Janet Horne, an older woman with a daughter and a husband, had become a victim of superstition and whispers in the Sutherland town of Dornoch in 1727.

It is thought Janet had been a ladies' maid and had travelled to Europe, possibly to Italy with her mistress.

Upon her return, she settled in Kintradwell with her husband and daughter, who had three fingers which were fused together. This defect, whether from birth or accidental, began to cause her neighbours to whisper.

"I don't know if that was something from birth, it possibly was an accident, we're not really sure," explains Lynne Mahoney, curator at History Links Museum.

"But the neighbours accused Janet of turning her daughter into a pony and having the pony shod by the devil so that she could ride to the covens on her daughter's back and practise witchcraft."

Janet was one of thousands of people in Scotland who were persecuted, tortured and burned alive after being accused of witchcraft during the 16th and 17th century.

Now the locations and stories of their executions are available to explore through an online map created by the University of Edinburgh.

The study has also attempted to piece together records ascertaining their fates and found a total of 3141 accused witches across the country.

The map proves Scotland was a dangerous place to be accused of being a witch, with five times the number of executions taking place than in the rest of Europe.

"I think it would have been a really frightening time, because if you were slightly different, or you were using herbs to heal, anything like that that people would consider not the norm, then you would be under suspicion really of witchcraft," Ms Mahoney said.

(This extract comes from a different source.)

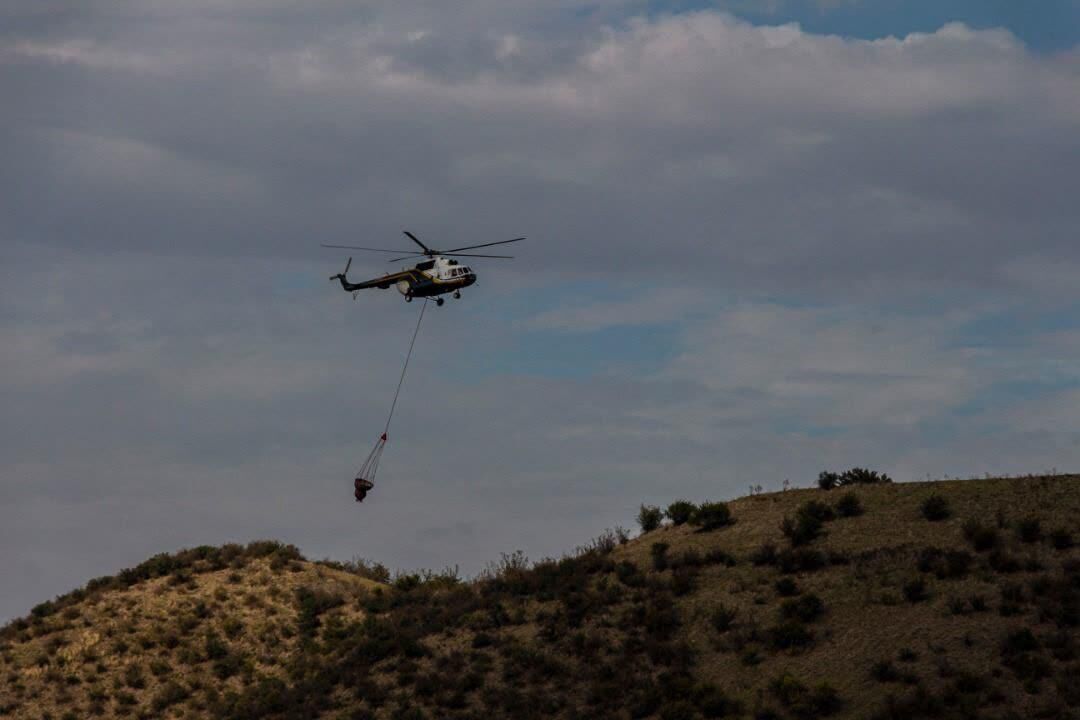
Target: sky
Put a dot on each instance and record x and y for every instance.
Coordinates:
(766, 238)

There have also been reports that Janet may have been suffering from dementia and that she wasn't fully aware of the pressure which was mounting upon her thanks to her family's supposed differences.

"I think [Janet's] daughter's hand problem confirmed in the minds of the local people that there was something about the black arts here," Ms Mahoney added.

Both Janet and her daughter were arrested and taken to the Tollbooth in Dornoch and imprisoned.

It would be Janet's next move, a seemingly small mistake that would seal her fate.

"When Janet went to trial, she was asked to say the Lord's Prayer in Gaelic," Ms Mahoney said.

"Now she made one mistake, instead of 'who art in heaven', she said 'who wurt in heaven' and this was enough to condemn her to death."

Women accused of being witches were subject to abject torture.

They were made to stay awake for days on end in order to extract confessions or thrown into water bound by ropes to test their powers.

For Janet, she was humiliated by being covered in tar then rolled in feathers and made to parade through the town.

"The humiliation of that alone is enough to kill you probably, she was an older lady and if she did have dementia, then this must have been the most frighteningly horrific thing for her," Ms Mahoney said.

Janet was taken to the Dornoch Links, which at the time was a piece of waste ground and was burnt to death in a barrel of tar.

Ms Mahoney said there are numerous stories about Janet's final moments and what she may have been thinking staring at the flames.

"Some stories say that when she got to the place she was to be burned, there was already a fire there and she warmed her hands and said 'what a bonny blaze' because she didn't really understand what was going on.

"Others say that she said 'Poor Dornoch, pity you tonight'. She was probably thinking 'you don't know what you're doing'."

Just nine years after Janet's death, the witchcraft acts were repealed in Scotland.

The Witches Stone which lies in the gardens of a cottage in Dornoch marks the place of her execution and serves as a reminder of Scotland's brutal past.